The Inland Wetlands Board voted 4-3 to approve a new drainage system, as well as related grading and paving work in the upland review area near 340 Peaceable Street, for the Ridgefield Winter Club Tuesday, Jan. 8.

The approved wetlands application does not allow developer Bud Brown to begin building his private skating club.

The outdoor skating rink, clubhouse, and parking lot that Brown envisioned on roughly six acres of former nursery land on Peaceable Street will require a special permit from the Planning and Zoning Commission — made up of the same nine members as the wetlands board.

Cathy Savoca, who joined the board in December, abstained from voting Tuesday night. Fellow commissioner Bob Cascella has been recused from voting on the Ridgefield Winter Club (RWC) application since its first public hearing in September.  

Brown withdrew two special permit applications to run the private club in a residential zone on Dec. 12. He also withdrew an application for 40-foot lights that would have illuminated the skating rink. The withdrawn applications came after the Planning and Zoning Commission grilled the club’s acoustic expert in late November for suggesting the RWC would need to be built before noise from the club could be calculated.

Attorney Bob Jewell, who has represented Brown through eight public hearings last year, was seen congratulating his client as the decision was announced Jan. 8.

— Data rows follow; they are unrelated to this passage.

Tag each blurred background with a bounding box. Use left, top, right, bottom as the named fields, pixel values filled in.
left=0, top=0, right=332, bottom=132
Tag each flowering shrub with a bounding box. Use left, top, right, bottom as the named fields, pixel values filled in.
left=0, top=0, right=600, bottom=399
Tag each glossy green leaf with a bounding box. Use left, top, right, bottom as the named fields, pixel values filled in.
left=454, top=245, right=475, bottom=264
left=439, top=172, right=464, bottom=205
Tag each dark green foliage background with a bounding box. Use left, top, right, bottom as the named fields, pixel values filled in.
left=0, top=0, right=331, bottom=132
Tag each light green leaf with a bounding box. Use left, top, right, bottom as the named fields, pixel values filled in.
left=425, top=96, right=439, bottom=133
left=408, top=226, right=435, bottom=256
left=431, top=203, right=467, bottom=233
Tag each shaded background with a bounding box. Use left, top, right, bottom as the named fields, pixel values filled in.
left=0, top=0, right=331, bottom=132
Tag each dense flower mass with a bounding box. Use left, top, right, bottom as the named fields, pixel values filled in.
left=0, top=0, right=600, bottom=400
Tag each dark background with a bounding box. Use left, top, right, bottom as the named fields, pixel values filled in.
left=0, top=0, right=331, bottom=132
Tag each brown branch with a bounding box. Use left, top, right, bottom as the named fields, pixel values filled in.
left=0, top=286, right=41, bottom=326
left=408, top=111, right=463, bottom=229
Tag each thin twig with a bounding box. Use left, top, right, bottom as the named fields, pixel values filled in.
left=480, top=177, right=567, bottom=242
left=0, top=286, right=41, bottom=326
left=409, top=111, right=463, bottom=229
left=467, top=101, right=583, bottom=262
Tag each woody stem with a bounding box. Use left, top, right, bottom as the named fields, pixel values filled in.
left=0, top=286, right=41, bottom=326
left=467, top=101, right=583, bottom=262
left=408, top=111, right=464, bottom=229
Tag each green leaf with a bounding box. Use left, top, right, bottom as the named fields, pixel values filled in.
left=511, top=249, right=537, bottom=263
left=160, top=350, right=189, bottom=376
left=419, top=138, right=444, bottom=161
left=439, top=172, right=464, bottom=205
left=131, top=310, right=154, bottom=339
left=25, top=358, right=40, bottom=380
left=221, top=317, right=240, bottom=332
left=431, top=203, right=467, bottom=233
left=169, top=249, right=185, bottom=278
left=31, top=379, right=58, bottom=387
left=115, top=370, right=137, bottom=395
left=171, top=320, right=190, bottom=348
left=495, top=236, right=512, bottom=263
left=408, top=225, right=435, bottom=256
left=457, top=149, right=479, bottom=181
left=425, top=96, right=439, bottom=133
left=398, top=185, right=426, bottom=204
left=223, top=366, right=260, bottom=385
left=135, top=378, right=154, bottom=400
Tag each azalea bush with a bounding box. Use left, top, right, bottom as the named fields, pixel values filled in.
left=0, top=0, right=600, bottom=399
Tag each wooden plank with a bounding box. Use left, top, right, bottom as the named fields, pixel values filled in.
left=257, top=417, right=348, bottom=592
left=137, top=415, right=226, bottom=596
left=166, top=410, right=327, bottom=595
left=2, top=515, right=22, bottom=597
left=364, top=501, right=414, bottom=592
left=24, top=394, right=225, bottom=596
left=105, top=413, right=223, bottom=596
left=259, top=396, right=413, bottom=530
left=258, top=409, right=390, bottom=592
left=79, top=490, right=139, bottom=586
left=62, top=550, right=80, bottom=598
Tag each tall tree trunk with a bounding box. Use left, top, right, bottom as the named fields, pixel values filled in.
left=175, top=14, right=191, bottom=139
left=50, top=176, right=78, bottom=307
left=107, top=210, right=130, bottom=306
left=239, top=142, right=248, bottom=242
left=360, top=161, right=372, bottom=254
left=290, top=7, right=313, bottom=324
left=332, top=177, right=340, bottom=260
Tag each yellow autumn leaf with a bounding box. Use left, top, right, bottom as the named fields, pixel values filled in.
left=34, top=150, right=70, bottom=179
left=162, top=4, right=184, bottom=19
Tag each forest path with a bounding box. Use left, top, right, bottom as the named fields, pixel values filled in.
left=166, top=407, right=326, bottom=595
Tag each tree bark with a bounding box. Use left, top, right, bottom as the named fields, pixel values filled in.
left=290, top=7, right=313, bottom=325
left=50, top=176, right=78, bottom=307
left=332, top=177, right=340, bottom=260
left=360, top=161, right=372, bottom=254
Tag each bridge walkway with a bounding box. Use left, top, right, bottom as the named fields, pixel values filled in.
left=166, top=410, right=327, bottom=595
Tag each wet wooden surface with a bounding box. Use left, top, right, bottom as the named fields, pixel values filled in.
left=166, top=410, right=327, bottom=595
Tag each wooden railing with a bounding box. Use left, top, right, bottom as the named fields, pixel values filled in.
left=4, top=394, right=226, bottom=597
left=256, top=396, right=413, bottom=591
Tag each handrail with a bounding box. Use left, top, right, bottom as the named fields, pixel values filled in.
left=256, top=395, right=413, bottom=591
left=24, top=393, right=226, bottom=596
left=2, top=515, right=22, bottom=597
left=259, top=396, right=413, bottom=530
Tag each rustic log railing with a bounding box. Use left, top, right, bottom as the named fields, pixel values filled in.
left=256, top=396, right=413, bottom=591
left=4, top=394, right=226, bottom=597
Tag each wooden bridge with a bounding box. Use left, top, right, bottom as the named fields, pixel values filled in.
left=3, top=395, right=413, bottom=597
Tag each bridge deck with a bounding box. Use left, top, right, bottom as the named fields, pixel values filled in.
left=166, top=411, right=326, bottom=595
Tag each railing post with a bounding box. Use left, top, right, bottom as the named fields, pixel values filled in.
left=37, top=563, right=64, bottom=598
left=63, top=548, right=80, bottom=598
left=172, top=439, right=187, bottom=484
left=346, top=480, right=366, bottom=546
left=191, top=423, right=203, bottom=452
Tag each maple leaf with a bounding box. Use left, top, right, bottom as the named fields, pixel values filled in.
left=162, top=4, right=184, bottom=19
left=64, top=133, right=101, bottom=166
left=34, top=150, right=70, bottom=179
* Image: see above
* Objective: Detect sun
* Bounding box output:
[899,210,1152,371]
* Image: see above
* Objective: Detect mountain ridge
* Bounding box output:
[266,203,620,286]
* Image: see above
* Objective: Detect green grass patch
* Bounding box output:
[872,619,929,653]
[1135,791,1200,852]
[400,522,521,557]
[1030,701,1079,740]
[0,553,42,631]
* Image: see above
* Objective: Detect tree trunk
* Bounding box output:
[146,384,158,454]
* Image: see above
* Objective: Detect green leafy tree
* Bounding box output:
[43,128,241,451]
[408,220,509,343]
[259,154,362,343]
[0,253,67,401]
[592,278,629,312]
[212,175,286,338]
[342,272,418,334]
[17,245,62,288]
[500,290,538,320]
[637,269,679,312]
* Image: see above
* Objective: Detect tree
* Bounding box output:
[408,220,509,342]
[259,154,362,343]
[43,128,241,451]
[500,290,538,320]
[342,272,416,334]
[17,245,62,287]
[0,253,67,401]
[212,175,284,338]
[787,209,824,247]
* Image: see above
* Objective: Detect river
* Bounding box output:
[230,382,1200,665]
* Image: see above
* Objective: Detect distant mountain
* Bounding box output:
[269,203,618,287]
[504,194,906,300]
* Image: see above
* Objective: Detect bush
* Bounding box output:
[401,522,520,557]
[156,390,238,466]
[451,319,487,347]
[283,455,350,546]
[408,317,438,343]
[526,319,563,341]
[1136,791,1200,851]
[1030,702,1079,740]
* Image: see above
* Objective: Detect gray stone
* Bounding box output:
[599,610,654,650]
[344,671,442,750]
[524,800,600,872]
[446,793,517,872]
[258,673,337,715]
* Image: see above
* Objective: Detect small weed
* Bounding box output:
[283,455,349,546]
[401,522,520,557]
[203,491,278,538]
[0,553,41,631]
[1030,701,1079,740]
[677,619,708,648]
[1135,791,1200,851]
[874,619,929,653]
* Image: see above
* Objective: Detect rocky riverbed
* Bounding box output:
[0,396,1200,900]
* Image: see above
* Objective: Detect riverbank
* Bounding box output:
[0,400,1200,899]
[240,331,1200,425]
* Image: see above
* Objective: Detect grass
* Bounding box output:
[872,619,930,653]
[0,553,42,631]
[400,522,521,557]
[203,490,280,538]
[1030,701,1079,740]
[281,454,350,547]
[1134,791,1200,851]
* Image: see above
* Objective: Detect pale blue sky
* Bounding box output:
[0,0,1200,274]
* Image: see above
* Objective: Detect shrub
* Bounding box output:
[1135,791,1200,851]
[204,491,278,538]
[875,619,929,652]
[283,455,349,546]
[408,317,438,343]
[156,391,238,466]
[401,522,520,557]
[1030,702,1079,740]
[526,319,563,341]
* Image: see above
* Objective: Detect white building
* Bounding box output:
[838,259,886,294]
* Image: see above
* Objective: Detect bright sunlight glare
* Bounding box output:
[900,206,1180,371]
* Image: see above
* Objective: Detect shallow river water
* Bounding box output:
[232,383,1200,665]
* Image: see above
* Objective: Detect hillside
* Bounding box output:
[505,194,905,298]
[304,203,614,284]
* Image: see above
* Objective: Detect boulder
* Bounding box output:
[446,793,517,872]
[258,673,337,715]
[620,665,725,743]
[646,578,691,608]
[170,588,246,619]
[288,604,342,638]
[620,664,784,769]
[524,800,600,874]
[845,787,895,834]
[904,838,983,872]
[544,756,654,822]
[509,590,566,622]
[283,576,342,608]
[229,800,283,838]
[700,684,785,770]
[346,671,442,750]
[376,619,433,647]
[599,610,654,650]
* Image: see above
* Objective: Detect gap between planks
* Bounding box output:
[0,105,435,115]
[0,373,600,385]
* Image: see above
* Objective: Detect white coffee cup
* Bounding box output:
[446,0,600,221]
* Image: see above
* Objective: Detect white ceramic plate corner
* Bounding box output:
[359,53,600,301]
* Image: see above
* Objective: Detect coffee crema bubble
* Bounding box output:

“We’re pleased with the outcome,” Jewell told The Press shortly after the wetlands board meeting, which drew around 60 residents to the Board of Education conference room in the town hall annex.

Board members Joe Dowdell, Mark Zeck, and Charles Robbins voted against the RWC’s wetlands application.

“In my 13 years on the commission, I don’t think I’ve ever seen a piece of property that has ever been scrutinized like this one,” said Vice Chairman Joe Fossi.

Out of five environmental experts, “there was only one who found that the conduct would have an unreasonable polluting effect there,” he added.

Chairwoman Rebecca Mucchetti said she thought the revised wetlands application responded to concerns raised by the town Conservation Commission, and from peer review for the town.


The decision also denied a legal intervention filed by Jennifer and Jeff Hansen, neighbors of the proposed club who live on Old South Salem Road. The Hansens’ intervention alleged that the proposed club would threaten vernal pools and a habitat for wood frogs.

Dr. Michael Klemens, an expert hired by the Hansens, claimed an environmental study by the club was insufficient, because the study had not been conducted in the spring when the frog populations breed.

“I’m just disappointed in the four members of the board who didn’t seem to understand our argument that the vernal pools within 750 feet of the property need to be studied in the springtime,” Jeff Hansen said after the Jan. 8 meeting.

Zeck, who voted against the application, said he agreed with Dr. Klemen’s assessment that the study had been done at the wrong time of year.

“I believe that his testimony is reliable,” Zeck said.

Robbins, who also voted against the application, said he was “yet to be convinced” the project would not result in pollution.

“Doing nothing is a reasonable and prudent alternative,” he said.

Jewell has said the club plans to submit a new special permit application to build the winter club.

Board member John Katz, who voted in favor of the wetlands application, seemed to allude to that possibility.

“The conclusion I arrived at has nothing to do with any application that may come before us for use of the property in the future. It is a divorced situation, and I’m looking at this clearly through the lens of the standards we must meet both for the intervention, and as the Inland Wetlands Board,” he said.